La position du Conseil sur la composition du conseil d'administration reflète dans une assez large mesure la position horizontale généralement adoptée pour d'autres agences ou instances communautaires. Alors que, dans le cas de l'Institut, plusieurs délégations étaient disposées à reconsidérer leur position compte tenu de la taille relativement réduite et du budget modeste de celui-ci, il a été reconnu qu'il était impossible de dire à ce stade si un conseil d'administration restreint accompagné d'un large forum consultatif serait plus efficace qu'un conseil d'administration représentatif assisté par un petit bureau. De plus, la mise en place d'un petit bureau, qui pourrait se réunir plus souvent que le conseil d'administration, était un aspect important pour ce qui est d'assurer un bon rapport coût-efficacité de l'Institut. La solution d’un conseil pleinement représentatif a donc été retenue.
3) Représentation hommes/femmes: fixation d’un quota de 40% minimum de représentation par sexe au sein de l’Institut (article 10, par. 2) : le Conseil ne souhaite pas entraver inutilement le fonctionnement de l'Institut en fixant un quota obligatoire qui pourrait se révéler difficile à remplir dans la pratique étant donné que, en général, les femmes sont plus nombreuses aujourd'hui à traiter de la politique d'égalité entre les sexes.
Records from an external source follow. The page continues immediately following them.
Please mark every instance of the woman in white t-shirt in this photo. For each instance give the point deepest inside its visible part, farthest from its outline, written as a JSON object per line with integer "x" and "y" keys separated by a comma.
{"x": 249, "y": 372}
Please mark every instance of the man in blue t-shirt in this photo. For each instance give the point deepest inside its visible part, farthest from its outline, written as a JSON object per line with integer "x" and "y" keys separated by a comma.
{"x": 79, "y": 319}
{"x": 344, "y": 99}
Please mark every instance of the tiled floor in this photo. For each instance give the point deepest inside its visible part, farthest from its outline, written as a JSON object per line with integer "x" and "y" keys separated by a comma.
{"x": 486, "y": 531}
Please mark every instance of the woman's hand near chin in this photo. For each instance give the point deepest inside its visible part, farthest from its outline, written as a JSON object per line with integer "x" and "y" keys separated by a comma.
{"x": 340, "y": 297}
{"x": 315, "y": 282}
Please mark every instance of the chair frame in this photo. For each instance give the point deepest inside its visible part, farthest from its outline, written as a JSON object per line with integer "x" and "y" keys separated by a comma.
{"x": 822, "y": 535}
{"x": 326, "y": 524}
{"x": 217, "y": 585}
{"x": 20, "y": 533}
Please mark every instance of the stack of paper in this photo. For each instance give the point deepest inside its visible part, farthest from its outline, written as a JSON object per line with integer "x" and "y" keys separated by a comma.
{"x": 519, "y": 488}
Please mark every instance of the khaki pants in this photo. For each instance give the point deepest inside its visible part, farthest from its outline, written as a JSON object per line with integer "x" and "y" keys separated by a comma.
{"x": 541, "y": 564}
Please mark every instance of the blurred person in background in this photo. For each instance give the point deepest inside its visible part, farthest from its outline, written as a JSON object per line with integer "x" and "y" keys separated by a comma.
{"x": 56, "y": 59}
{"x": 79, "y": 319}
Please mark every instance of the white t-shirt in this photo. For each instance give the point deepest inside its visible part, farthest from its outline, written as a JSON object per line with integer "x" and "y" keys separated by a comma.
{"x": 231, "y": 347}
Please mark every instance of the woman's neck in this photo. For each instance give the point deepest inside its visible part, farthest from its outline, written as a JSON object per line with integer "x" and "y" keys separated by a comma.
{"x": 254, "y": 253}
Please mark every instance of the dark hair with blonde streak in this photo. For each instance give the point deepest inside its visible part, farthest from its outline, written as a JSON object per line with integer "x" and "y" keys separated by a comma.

S'il est important d'assurer un équilibre hommes/femmes et si l'on note des efforts visant à mobiliser davantage les hommes dans ce domaine, le Conseil considère que l'expérience et la compétence des membres du conseil d'administration en matière d'égalité entre hommes et femmes sont également des aspects importants qui doivent être pris en compte.
4) Forum consultatif (article 12 de la proposition initiale de la Commission) : dans le scénario privilégié par le Conseil (prévoyant un conseil d'administration étendu assisté d'un petit bureau) le forum consultatif envisagé par la Commission et le Parlement n'a plus été jugé nécessaire. De plus, pour faire en sorte que l'Institut puisse tirer profit des précieuses compétences qui sont disponibles au niveau national, l'article 3 de la position commune instaure un réseau européen sur l'égalité des hommes et des femmes, comme l'a demandé le Parlement, et prévoit également une "réunion annuelle d'experts provenant des instances compétentes spécialisées dans les questions d'égalité entre les hommes et les femmes dans les États membres".
Autres modifications apportées par le Conseil : un certain nombre d'autres petites modifications techniques (art. 2 « objectifs » et art. 5 « définition de l’indépendance de l’Institut »), d'ordre juridique ou linguistique, ont également été approuvées par le Parlement européen et le Conseil dans le cadre de la procédure de mise au point par les juristes-linguistes.